Wojciech Pilorz wrote:
> CentOS Wiki tip proposal: Copy/verify files from CD/DVD quickly
> If you want to copy a lot of files from CD or DVD, or verify md5 or
> sha1 of a large number of files, keep in mind that CD/DVD drive seeks
> are expensive and if are avoided as much as possible, the task could
> be completed faster (and quieter).
> Method 1.
> Copy the image to hard disk and loopback mount it.
> a) copying image
> assuming device is /dev/dvd and disk is either a single-session CD or
> CD-RW single session recorded in DAO mode, or DVD+RW recorded with
> growisofs
> $ dd if=/dev/dvd bs=2k of=hard_disk_directory/imagename.iso
> It the media is a single-session CD or CD-RW recorded in TAO mode,
> there are unreadable sectors at end of session, you need to determine
> size:
> $ isosize -x /dev/dvd
> results are like this:
> sector count: 346739, sector size: 2048
> note sector count and read image using dd:
> $ dd if=/dev/dvd bs=2k count=sector_count_value 
> of=destination_image_file_path
> Then, become root (e.g. using su), and
> make mount point if needed, mount the image:
> # mkdir -p /mnt/loop/myimage
> # mount -o ro,loop destination_image_file_path /mnt/loop/myimage
> Now you can use files in /mnt/loop/myimage, CD/DVD media is not needed.
> NOTES on loopback method:
> - needs root for lopback mount
Can be overcome with appropriate mount options in /etc/fstab or 
/etc/auto.misc (for example)
[summer at ns ~]$ grep loop /etc/auto.misc | head -2
S1      -fstype=iso9660,ro,nosuid,nodev,noexec,loop 
S2      -fstype=iso9660,ro,nosuid,nodev,noexec,loop 

> - will work only for single session media (or first session of
> multi-session media)
> - no seeks when reading DV/DVD media, but entire media is being read,
> justified only if you need to read most of the files, or a number of
> file multiple times
> Method 2
> Access files in physical media order
> You could observe, that (most of the time) inode numbers of files in
> ISO9660 filesystem mounted on Linux are increasing as the start sector
> numer of file increase (within a single session).
> So to minimize seek operations access files in increasing inode value 
> order.
> Please use attached scripts
> flist_by_inum.pl - sort file list by file inode number
> flist_by_inum.pl - sort md5/sha1 list by file inode number
> Mount the CD/DVD media, let us assume the mount point is /mnt/dvd
> If you want to copy some or all regular files to destination_directory, run
> cd /mnt/dvd
> find . -type f -print0 | flist_by_inum.pl -0 | cpio -p0md 
> destination_directory
> You can of course give find utility some files/directories instead of .,
> as well as any criteria.
> If you are sure no file name contain white-space, etc, you can remove -0 
> and 0:
> find . -type f -print | flist_by_inum.pl | cpio -pmd destination_directory

I've not tested this, but "it should work."

find . -type f \
	| while read f ; do echo $(stat -c %i $f) " ' $f ; done \
	| sort -n

> If you want to verify SHA1 fo the files, do the following:
> cd /mnt/dvd
> cat sha1sum_file | mdlist_by_inum.pl | sha1sum -wc > ~/verify.rslt
> 2>~/verify.msg
> - no root privileges needed
> - should work for multi-session discs (although with some seeks)
> - only files needed are accessed
> - method also useful for accessing files on loopback-mounted images
> located on DVD

Much of this is "black majick" that few users will even think of pursuing.

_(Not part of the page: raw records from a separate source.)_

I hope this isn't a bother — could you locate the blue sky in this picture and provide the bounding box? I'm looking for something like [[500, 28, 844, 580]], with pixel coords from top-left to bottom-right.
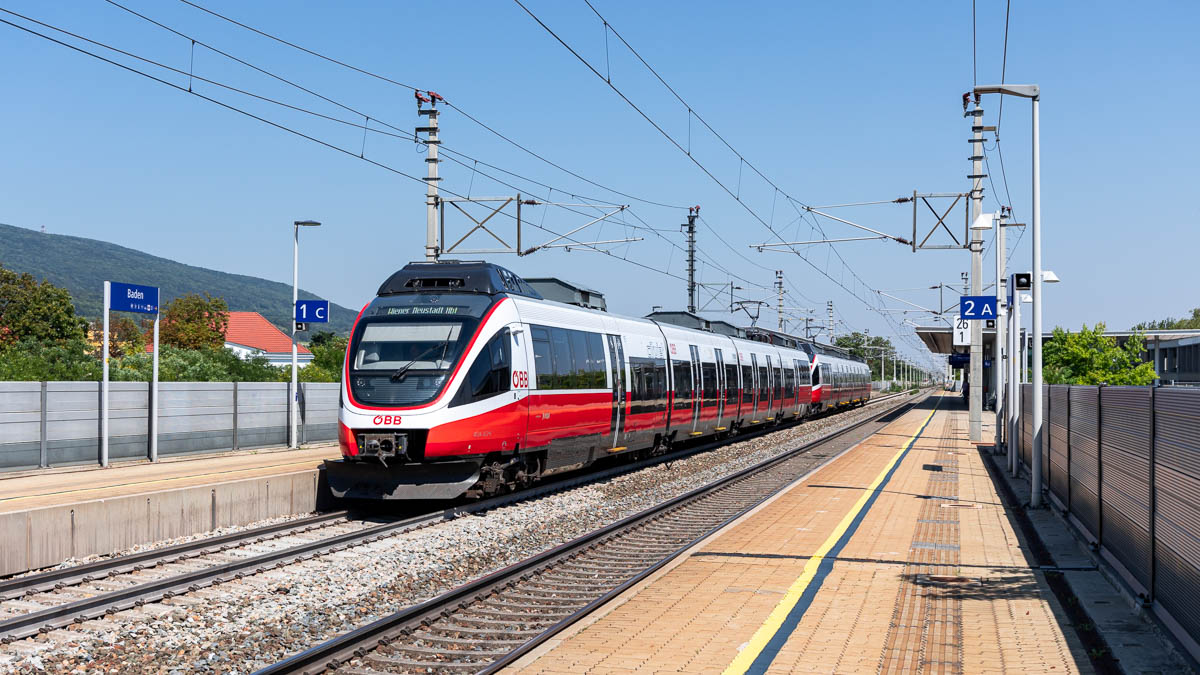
[[0, 0, 1200, 367]]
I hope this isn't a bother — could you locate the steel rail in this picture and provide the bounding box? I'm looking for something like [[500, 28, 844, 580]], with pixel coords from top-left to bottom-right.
[[254, 386, 925, 675], [0, 510, 349, 602]]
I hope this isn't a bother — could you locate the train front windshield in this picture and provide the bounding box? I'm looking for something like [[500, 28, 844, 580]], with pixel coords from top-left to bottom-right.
[[349, 293, 491, 407]]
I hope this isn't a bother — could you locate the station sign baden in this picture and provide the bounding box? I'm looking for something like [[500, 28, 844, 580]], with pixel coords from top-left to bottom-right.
[[295, 300, 329, 323], [959, 295, 996, 321], [108, 281, 158, 313]]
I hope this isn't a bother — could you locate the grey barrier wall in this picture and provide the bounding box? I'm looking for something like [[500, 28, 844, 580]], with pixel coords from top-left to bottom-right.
[[0, 382, 340, 471], [1013, 386, 1200, 658]]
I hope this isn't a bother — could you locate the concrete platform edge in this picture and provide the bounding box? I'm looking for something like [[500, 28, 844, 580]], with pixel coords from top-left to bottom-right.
[[0, 467, 328, 575]]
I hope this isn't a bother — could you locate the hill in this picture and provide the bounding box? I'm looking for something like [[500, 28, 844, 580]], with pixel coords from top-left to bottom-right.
[[0, 223, 356, 334]]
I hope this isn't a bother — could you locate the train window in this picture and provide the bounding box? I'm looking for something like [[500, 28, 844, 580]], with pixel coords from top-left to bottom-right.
[[629, 357, 667, 414], [550, 328, 575, 389], [450, 328, 512, 407], [671, 360, 691, 410], [530, 325, 554, 389], [566, 330, 593, 389], [700, 362, 721, 405], [725, 363, 738, 406], [587, 333, 608, 389]]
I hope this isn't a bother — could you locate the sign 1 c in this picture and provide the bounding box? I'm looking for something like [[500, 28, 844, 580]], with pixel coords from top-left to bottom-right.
[[959, 295, 996, 321], [294, 300, 329, 323], [108, 281, 158, 313]]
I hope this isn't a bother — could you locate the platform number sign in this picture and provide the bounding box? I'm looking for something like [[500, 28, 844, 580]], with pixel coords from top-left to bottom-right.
[[954, 316, 971, 347], [959, 295, 996, 321], [295, 300, 329, 323]]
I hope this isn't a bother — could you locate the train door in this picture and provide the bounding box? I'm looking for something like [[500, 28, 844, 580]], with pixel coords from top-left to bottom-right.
[[608, 335, 628, 448], [688, 345, 704, 436], [713, 350, 727, 428], [766, 354, 775, 420]]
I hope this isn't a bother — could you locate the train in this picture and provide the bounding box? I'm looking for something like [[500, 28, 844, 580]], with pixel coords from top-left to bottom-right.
[[325, 262, 871, 500]]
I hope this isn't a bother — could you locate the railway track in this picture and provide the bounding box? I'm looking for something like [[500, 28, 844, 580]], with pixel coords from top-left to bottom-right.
[[0, 389, 912, 644], [256, 389, 925, 675]]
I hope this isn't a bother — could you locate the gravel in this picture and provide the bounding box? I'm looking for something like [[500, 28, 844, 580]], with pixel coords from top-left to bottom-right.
[[0, 398, 907, 674]]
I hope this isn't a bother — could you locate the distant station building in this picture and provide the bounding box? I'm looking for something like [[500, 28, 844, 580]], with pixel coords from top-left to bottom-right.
[[226, 312, 312, 368], [524, 276, 608, 312]]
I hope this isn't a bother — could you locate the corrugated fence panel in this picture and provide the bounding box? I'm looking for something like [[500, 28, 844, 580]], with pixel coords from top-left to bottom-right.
[[238, 382, 289, 448], [158, 382, 233, 455], [0, 382, 42, 471], [1045, 384, 1070, 506], [46, 382, 100, 466], [1068, 387, 1100, 539], [1021, 384, 1033, 471], [1042, 384, 1051, 489], [1100, 387, 1151, 591], [108, 382, 148, 461], [300, 382, 341, 443], [1154, 388, 1200, 641]]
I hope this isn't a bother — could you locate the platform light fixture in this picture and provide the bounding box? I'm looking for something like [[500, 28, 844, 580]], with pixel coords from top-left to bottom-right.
[[973, 84, 1044, 508]]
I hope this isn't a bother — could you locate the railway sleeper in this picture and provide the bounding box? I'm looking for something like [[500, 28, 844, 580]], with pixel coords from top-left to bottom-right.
[[544, 566, 628, 584], [492, 591, 590, 607], [528, 584, 616, 599], [367, 653, 494, 675], [409, 628, 526, 651], [475, 601, 578, 616], [366, 643, 512, 665], [445, 615, 552, 635]]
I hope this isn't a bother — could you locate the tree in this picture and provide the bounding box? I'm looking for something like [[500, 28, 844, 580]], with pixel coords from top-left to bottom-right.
[[1133, 307, 1200, 330], [0, 338, 101, 382], [1042, 323, 1156, 386], [0, 267, 88, 351], [158, 293, 229, 350], [90, 313, 146, 359]]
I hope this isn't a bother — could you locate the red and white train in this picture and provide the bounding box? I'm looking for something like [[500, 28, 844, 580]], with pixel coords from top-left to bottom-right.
[[326, 262, 871, 500]]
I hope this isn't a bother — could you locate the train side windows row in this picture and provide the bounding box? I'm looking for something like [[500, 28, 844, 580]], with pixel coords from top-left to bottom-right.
[[530, 325, 608, 389], [671, 359, 692, 410], [629, 357, 667, 414]]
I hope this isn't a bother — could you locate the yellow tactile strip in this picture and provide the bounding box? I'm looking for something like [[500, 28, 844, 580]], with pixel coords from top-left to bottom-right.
[[512, 393, 1090, 673]]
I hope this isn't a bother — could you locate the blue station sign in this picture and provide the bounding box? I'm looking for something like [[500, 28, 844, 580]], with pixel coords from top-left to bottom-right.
[[959, 295, 996, 321], [295, 300, 329, 323], [108, 281, 158, 313]]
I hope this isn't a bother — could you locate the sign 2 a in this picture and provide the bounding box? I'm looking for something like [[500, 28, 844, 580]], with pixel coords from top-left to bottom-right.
[[959, 295, 996, 321]]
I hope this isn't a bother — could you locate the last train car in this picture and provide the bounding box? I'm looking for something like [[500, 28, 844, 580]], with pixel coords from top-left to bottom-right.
[[326, 262, 825, 500]]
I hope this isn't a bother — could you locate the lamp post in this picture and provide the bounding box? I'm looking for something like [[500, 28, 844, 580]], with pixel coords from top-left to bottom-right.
[[288, 220, 320, 449], [974, 84, 1042, 508]]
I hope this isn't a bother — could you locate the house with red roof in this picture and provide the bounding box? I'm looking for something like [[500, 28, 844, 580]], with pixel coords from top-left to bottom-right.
[[226, 312, 312, 368]]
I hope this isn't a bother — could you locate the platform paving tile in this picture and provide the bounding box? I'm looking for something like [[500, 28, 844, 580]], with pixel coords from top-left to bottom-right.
[[501, 396, 1090, 674]]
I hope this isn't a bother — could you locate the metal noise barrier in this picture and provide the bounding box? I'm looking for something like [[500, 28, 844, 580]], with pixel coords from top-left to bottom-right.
[[1014, 384, 1200, 658]]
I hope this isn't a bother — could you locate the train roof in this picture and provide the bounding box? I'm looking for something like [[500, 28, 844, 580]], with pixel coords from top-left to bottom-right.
[[378, 261, 542, 300]]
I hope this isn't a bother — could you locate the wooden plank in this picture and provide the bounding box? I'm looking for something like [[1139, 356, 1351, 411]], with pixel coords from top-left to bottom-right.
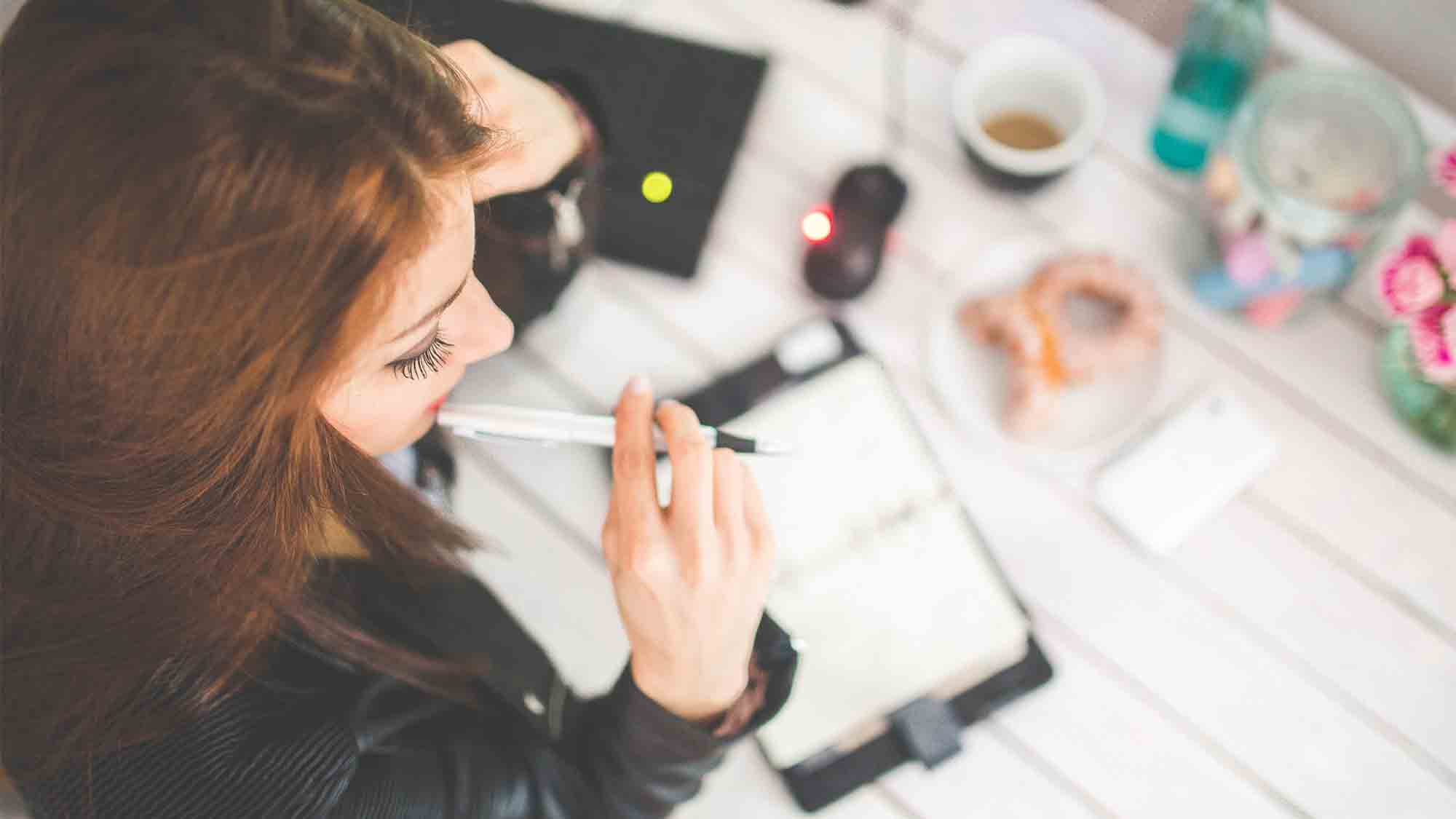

I think media verification should be build directly into the the burning 
tools, cdrecord (or whatever is is now) and growisofs, as it is in 
hdiutil in OS X. It's easy to find how to verify a burn if it's built 
into the burning tool and documented in the man page. Doing it in the 
GUI as at present doesn't work for those who don't use the gui.

I can attest that seeking is a major pain. I've been having problems 
with DVD coasters, and no indication from growisofs that there was a 
problem. I tried a file-by-file comparison by md5sum but it really is 
too tedious.

Since most of my DVDs are full of rpms , a suitable incantation of rpm 
isn't too bad.

growisofs could compute an md5sum (or sha1sum) as it writes, then read 
back and check. As it knows how much to read, it's far more reliable 
than most users {c,w}ould do.